CALAIS, France — The migrants, mostly young men from Africa or Afghanistan, strode out of the squalid camp at a rapid pace, not looking behind them.
Hundreds of them lined up in the cold for buses to take them to temporary housing all over France, as the government set in motion on Monday its plan to clear the sprawling migrant camp known as the “Jungle” once and for all.
For migrants all over Europe, Calais was the staging point to Britain’s presumed jobs-and-wealth Eldorado. For France’s government, the camp was a political and humanitarian disaster.
The concentration of migrants had repeatedly disrupted traffic in and out of the Channel Tunnel linking France and Britain as they tried to smuggle themselves on trucks.
But until this week, the French government had largely ignored the camp, leaving the migrants’ care mostly in the hands of benevolent associations. That neglect was no longer possible.
About 3,000 migrants were bused to new shelters across France on Monday.
Streams of migrants from Afghanistan, Eritrea, Sudan and other conflict-torn countries walked down the camp’s trash-filled, muddy lanes in small groups, pushing or dragging donated suitcases or toting knapsacks front and back. One Afghan banged a drum, another carried a giant cricket bat, a third a guitar.
Some had suitcases on their heads; others simply walked out of the camp empty-handed, bundled up against the cold. Hundreds of journalists watched the operation.
The squalid camp, growing and festering for over a year, has become a symbol of Europe’s faltering efforts to handle its migration crisis.
At its recent peak, up to 10,000 lived there in shivering misery, and as many as 100 arrived each day after arduous journeys by foot, boat, truck, and clandestine train rides across continents and seas. Before Monday’s operation, the population was 6,000 to 8,000.
Judging by the crowds on Monday, many of the migrants appeared set to shed their dreams of Britain and were as anxious to be rid of the camp as the government was. On Tuesday, French officials plan to start demolishing and clearing its flimsy shacks, fields of tents, and piles of trash spread over 1.5 square miles.
While the clearing of the camp was peaceful, the police warned that they were expecting some resistance from activist groups, if not from the migrants themselves, when the demolition begins on Tuesday.
“The Jungle is no good,” said Abdullah Umar, 24, who is from Sudan’s war-torn Darfur region and hoped to apply for asylum in France. He was waiting in line on the road. “There are problems. Sometimes there’s fighting. And it’s cold.”

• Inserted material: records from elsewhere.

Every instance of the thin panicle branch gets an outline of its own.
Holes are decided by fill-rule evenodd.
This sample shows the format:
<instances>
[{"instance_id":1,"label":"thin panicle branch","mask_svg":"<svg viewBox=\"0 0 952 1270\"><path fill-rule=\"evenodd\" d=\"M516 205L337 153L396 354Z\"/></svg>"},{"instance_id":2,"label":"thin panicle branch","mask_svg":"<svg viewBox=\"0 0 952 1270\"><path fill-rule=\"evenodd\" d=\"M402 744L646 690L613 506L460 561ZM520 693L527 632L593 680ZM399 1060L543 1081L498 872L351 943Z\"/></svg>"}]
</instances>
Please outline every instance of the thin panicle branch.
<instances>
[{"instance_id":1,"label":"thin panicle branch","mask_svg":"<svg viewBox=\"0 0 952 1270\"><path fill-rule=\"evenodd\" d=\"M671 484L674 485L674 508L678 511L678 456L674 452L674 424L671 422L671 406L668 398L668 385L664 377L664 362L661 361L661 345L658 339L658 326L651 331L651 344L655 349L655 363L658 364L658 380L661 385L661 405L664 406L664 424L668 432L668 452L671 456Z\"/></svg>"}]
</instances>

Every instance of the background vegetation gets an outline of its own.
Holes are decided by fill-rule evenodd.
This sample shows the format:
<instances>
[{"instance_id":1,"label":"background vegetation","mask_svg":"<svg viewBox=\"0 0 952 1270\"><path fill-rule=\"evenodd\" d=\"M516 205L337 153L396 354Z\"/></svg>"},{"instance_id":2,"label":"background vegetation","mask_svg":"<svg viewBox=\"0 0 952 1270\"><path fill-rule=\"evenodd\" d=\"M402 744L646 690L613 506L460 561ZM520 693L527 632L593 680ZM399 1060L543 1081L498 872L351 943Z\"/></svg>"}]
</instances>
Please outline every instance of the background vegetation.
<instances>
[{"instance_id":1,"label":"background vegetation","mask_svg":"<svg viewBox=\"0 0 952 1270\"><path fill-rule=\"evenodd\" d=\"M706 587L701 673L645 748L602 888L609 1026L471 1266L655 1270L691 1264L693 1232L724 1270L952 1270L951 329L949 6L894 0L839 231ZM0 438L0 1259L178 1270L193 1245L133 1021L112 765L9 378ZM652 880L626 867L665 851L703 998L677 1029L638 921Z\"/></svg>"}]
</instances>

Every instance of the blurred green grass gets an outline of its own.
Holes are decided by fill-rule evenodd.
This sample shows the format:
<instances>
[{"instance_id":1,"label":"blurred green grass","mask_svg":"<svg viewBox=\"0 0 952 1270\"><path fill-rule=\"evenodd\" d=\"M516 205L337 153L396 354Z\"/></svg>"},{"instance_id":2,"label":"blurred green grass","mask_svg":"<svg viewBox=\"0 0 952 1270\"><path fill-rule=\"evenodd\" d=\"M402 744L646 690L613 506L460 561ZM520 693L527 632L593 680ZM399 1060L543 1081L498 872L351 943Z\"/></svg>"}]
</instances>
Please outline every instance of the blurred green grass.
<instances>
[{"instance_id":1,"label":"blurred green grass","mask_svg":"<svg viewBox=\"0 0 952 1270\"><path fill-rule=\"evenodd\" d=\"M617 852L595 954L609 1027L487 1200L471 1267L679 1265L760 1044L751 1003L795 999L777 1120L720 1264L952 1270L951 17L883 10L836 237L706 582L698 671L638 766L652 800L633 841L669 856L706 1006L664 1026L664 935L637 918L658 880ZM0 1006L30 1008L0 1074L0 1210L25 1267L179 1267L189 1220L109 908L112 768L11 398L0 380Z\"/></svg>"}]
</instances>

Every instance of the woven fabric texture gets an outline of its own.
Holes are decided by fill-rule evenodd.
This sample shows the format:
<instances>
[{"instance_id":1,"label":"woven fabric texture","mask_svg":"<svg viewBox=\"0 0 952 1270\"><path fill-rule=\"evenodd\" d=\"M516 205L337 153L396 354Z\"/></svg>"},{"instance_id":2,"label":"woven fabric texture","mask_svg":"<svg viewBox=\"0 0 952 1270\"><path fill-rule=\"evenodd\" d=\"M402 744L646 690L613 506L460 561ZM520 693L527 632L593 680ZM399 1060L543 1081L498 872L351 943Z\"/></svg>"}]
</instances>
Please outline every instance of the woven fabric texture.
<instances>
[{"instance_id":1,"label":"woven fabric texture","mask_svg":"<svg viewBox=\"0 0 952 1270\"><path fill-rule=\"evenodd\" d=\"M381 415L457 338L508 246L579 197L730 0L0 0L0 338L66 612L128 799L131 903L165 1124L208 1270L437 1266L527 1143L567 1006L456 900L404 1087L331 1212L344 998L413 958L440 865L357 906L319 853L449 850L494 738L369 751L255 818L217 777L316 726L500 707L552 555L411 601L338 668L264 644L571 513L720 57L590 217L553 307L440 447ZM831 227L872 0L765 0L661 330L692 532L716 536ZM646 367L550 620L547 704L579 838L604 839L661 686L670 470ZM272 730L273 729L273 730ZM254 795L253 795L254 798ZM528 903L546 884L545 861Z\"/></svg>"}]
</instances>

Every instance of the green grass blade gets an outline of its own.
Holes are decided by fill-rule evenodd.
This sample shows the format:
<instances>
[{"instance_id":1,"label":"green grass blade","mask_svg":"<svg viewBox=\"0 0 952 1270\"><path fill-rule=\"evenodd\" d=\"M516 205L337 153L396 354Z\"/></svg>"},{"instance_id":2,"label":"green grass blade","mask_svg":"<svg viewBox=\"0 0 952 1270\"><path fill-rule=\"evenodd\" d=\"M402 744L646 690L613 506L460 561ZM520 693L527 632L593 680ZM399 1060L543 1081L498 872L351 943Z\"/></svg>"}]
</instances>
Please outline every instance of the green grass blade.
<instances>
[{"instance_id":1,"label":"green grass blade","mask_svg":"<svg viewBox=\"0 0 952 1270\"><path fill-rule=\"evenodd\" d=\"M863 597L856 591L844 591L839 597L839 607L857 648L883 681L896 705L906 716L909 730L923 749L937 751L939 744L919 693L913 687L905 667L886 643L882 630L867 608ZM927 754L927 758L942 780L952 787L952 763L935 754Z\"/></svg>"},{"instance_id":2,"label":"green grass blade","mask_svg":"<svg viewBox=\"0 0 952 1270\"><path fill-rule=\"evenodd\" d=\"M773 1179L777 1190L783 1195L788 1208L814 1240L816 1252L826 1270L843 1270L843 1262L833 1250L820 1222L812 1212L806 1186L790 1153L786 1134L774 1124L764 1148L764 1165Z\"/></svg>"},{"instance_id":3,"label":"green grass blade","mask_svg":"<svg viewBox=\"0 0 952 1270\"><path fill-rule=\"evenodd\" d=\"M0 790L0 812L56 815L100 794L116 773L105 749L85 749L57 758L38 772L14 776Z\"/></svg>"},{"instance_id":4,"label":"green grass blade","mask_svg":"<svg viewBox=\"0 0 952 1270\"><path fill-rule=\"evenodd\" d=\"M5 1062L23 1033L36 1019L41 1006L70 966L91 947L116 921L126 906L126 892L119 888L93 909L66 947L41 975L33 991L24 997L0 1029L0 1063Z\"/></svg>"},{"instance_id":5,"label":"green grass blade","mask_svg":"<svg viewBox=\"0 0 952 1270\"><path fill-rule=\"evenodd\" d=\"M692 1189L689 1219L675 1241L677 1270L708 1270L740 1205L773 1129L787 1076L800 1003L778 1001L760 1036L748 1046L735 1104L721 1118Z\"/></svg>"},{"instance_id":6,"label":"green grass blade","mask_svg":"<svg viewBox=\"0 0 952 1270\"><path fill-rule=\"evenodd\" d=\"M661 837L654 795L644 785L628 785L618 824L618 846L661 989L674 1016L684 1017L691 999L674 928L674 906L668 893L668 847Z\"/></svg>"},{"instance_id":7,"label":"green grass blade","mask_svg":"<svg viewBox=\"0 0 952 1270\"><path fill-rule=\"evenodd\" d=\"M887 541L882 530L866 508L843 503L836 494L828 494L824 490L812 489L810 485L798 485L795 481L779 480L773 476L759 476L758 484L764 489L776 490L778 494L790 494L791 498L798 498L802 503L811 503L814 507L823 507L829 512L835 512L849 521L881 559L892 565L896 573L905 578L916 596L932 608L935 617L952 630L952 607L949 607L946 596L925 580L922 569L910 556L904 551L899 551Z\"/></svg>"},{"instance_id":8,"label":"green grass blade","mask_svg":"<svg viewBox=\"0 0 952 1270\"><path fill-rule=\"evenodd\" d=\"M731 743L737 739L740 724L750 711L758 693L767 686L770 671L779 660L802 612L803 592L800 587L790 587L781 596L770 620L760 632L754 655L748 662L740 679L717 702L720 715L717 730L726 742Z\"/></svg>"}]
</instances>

Umar added: “France is a good country. People from France gave me all these clothes.” He pointed to his new suitcase, which looked full.
Hassan Jibril, 35, another Sudanese man, trying to keep warm in the warren of tents, said, “We are ready to leave.”
He was wearing flip-flops in the 40-degree chill and heating some pots over an outdoor fire. “It is a very bad situation here,” he said. “You see that?” he said, pointing to a trash-filled puddle next to his tent. “If you stay here, you can die.”
Awaiting the migrants was a complicated plan, fine-tuned by French officials since late summer, to disperse them in waves of bus journeys to dozens of towns and villages all over France.
Sixty buses were to take 50 migrants each on the first day, 45 buses on Tuesday and 40 on Wednesday; each migrant will be given a choice between two French regions. (The Île-de-France region, which includes Paris, and the island of Corsica are not among the options.)
Some of the towns hosting these 451 reception centers — abandoned barracks, hospitals, disused government vacation camps — have been demonstrating against their arrival in recent weeks; but the migrants do not know that.
The French government, anxious to deflect criticism from charities over the destruction of the camp, calls its plan a “humanitarian intervention,” insisting it is moving forward for the migrants’ own good.
“The immense majority of migrants present at Calais are eligible for international protection,” the Interior Ministry said in a statement. It described their sojourn in the reception centers as a “respite” allowing them to “serenely envisage a request for asylum in France.” Some, however, will not be granted asylum and will be expelled.
A Sudanese man waiting in the line to be processed on Monday seemed resigned.
“This Jungle, you have got to make a solution. Now, the border is closed,” said Ahmed Adam, 24, a plastics factory worker from Khartoum, Sudan, referring to Britain’s determination to block the migrants. “France is safety,” he said. “Khartoum is not safety.”